What this world order essentially represents is a recognition that humanity is highly interdependent. Some of that interdependence is a practical matter — the natural environment exists independently of any individual, group, or nation. Some of it is a choice, trade being the prime example. A third, fuzzier category is moral: for a large proportion of humanity, though clearly not all, humans occupy a status that exists independently of where they live, and the individual welfare of all people is regarded as a collective responsibility.

Within a society, individuals are similarly interdependent. And, in the same way that individuals gain from cooperation within a society — a concept that ultimately finds its expression in the notion of the social contract — nations gain by constraining their actions to create a more accommodating world. The world order can be seen as the philosophical concept of enlightened self-interest operating at the level of the nation state.

My core argument, which runs through this project, is that the failures we are witnessing reflect a fundamental incoherence of governance around that world order, and that the framework as it has stood is insufficient to meet the challenges of a complex global system.
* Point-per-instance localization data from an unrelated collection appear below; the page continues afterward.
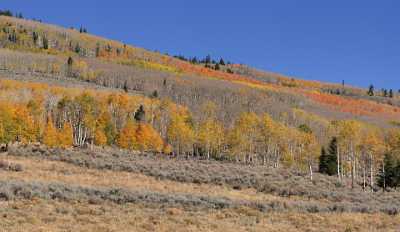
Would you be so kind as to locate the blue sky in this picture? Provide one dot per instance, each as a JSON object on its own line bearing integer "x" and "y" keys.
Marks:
{"x": 355, "y": 40}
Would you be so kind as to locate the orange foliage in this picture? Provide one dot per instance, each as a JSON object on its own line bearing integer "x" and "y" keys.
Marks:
{"x": 354, "y": 106}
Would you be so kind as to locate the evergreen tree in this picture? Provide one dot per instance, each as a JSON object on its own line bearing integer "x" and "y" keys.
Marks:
{"x": 77, "y": 48}
{"x": 154, "y": 94}
{"x": 125, "y": 87}
{"x": 305, "y": 128}
{"x": 208, "y": 59}
{"x": 332, "y": 157}
{"x": 35, "y": 37}
{"x": 70, "y": 62}
{"x": 140, "y": 114}
{"x": 389, "y": 173}
{"x": 371, "y": 90}
{"x": 384, "y": 92}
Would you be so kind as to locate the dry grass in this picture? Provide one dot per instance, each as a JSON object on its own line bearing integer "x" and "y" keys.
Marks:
{"x": 42, "y": 215}
{"x": 54, "y": 171}
{"x": 185, "y": 212}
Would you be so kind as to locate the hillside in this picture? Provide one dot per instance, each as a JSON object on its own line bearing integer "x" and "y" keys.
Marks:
{"x": 100, "y": 135}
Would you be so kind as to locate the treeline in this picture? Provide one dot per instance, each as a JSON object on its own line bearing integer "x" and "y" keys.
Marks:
{"x": 11, "y": 14}
{"x": 60, "y": 117}
{"x": 208, "y": 62}
{"x": 383, "y": 93}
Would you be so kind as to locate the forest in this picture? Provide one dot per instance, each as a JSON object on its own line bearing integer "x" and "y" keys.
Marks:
{"x": 99, "y": 135}
{"x": 66, "y": 117}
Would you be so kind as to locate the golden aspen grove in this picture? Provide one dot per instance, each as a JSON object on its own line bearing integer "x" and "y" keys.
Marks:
{"x": 98, "y": 135}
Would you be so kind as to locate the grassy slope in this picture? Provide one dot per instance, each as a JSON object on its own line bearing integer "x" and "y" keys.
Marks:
{"x": 57, "y": 195}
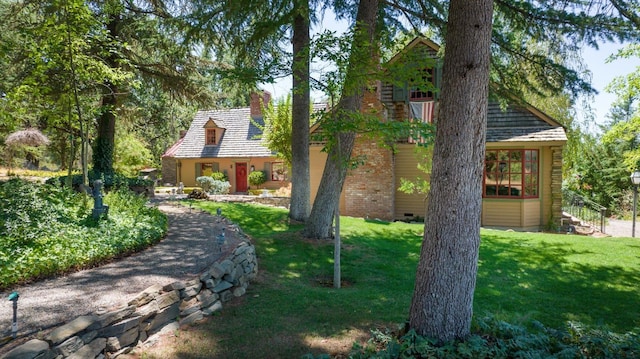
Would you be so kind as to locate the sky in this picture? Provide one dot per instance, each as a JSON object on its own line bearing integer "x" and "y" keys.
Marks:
{"x": 602, "y": 74}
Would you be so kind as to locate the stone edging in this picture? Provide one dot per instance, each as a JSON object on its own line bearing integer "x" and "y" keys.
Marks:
{"x": 109, "y": 334}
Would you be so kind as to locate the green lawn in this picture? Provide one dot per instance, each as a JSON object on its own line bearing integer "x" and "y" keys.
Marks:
{"x": 291, "y": 310}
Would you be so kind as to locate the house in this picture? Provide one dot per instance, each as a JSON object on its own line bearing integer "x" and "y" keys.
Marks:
{"x": 224, "y": 141}
{"x": 523, "y": 161}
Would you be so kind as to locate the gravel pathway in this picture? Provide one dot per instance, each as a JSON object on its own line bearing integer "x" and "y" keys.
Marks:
{"x": 188, "y": 249}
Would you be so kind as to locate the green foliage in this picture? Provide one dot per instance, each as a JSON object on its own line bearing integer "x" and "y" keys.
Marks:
{"x": 131, "y": 154}
{"x": 257, "y": 178}
{"x": 497, "y": 339}
{"x": 522, "y": 277}
{"x": 109, "y": 180}
{"x": 48, "y": 230}
{"x": 276, "y": 131}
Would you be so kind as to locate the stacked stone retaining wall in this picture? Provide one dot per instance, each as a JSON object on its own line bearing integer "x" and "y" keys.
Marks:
{"x": 111, "y": 333}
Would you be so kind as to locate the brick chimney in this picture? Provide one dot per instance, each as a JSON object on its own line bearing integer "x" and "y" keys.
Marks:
{"x": 258, "y": 99}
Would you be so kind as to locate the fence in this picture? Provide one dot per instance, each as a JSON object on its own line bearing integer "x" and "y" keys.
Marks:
{"x": 585, "y": 210}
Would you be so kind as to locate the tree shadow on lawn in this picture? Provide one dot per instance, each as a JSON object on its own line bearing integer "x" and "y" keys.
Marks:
{"x": 285, "y": 313}
{"x": 544, "y": 284}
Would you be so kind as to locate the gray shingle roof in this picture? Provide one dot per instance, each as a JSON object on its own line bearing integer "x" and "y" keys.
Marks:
{"x": 238, "y": 139}
{"x": 520, "y": 124}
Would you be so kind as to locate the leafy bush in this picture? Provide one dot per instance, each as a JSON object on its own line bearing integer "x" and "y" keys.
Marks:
{"x": 109, "y": 180}
{"x": 220, "y": 187}
{"x": 47, "y": 230}
{"x": 219, "y": 176}
{"x": 257, "y": 178}
{"x": 197, "y": 194}
{"x": 497, "y": 339}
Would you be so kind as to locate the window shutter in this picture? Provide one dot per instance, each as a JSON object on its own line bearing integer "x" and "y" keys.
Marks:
{"x": 400, "y": 93}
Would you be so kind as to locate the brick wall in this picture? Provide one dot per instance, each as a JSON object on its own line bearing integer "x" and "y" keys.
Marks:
{"x": 257, "y": 99}
{"x": 369, "y": 188}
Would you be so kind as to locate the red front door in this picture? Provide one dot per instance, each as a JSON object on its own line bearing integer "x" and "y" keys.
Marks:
{"x": 241, "y": 177}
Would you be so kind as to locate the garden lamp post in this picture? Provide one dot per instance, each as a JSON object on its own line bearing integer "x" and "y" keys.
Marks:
{"x": 635, "y": 181}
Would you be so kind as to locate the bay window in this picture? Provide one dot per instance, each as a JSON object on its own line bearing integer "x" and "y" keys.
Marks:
{"x": 511, "y": 174}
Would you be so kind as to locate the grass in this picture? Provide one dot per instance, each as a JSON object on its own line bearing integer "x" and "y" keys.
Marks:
{"x": 47, "y": 230}
{"x": 292, "y": 310}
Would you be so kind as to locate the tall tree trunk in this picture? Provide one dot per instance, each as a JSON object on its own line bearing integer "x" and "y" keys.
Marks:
{"x": 360, "y": 63}
{"x": 105, "y": 139}
{"x": 300, "y": 184}
{"x": 442, "y": 304}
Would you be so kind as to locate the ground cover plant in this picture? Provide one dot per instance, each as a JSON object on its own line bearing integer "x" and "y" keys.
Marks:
{"x": 47, "y": 230}
{"x": 537, "y": 291}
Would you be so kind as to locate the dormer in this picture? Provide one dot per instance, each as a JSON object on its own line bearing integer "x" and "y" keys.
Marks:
{"x": 212, "y": 133}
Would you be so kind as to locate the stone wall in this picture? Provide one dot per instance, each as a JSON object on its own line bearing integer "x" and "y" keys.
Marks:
{"x": 109, "y": 334}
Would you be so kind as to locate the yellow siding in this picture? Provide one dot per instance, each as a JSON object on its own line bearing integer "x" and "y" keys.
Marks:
{"x": 408, "y": 205}
{"x": 187, "y": 170}
{"x": 502, "y": 213}
{"x": 546, "y": 165}
{"x": 531, "y": 213}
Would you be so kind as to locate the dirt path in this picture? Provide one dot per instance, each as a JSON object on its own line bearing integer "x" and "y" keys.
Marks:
{"x": 188, "y": 248}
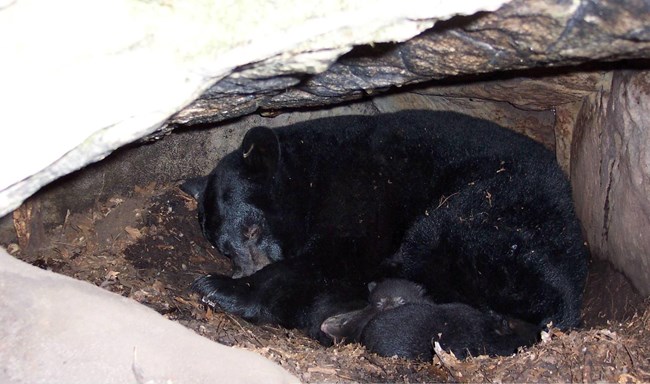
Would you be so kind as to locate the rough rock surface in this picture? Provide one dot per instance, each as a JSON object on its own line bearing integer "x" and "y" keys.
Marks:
{"x": 610, "y": 173}
{"x": 85, "y": 94}
{"x": 59, "y": 330}
{"x": 523, "y": 34}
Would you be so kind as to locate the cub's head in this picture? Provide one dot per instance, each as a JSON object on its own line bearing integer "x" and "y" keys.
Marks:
{"x": 392, "y": 293}
{"x": 236, "y": 206}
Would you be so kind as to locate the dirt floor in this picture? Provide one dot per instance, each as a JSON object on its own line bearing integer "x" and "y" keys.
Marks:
{"x": 148, "y": 246}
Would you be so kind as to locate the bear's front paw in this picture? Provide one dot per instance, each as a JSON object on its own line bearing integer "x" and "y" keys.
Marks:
{"x": 223, "y": 292}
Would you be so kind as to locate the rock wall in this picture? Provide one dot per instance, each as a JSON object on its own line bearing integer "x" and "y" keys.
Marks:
{"x": 610, "y": 173}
Quite simply, the architecture is not fit for purpose to convert enlightened self-interest at the nation-state level into a coherent and sustainable system.

The underlying causes of this insufficiency are many, and they are discussed in detail in The Pursuit of Happiness and its Enemies cluster of this project. For the purposes of this essay, the key point I want to emphasise is that the common characteristic running through most of the failures is that political decision-making is captive to the ruling elite, and that this elite is acting in self-interest the vast majority of the time.

The constraints on political elites are obviously a function of the political system of the state. While the concept of a benign autocrat is valid, the reality is that they are rare, and those that do exist are often ineffectual. Autocracy and elite self-interest can essentially be assumed to go hand in hand. The case with democracies is more nuanced. One way of thinking about democracy is that it is an institutional solution to this problem of self-interest: it seeks to align the interests of the ruling elite with the interests of the voting population, since that alignment becomes the pathway to power. This framework is far from perfect though — it often rewards short-term solutions, ideology over evidence, and rhetoric over substance. The result is messy, compromised policies that frequently entrench outcomes favouring the wealthy and powerful. This is really the best-case scenario. Many claimed democracies are actually hybrid regimes, blending the semblance of competitive elections with a heavy bias toward incumbency, and producing political outcomes that are similarly biased.

What we need to be clear-eyed about, then, is that the ruling elite will for the most part act in its own self-interest — not the best interests of the country they rule, not the best interests of the citizens of their nation, and certainly not the best interests of the global community. This is the common thread that runs through all of the myriad ways in which the global order is failing.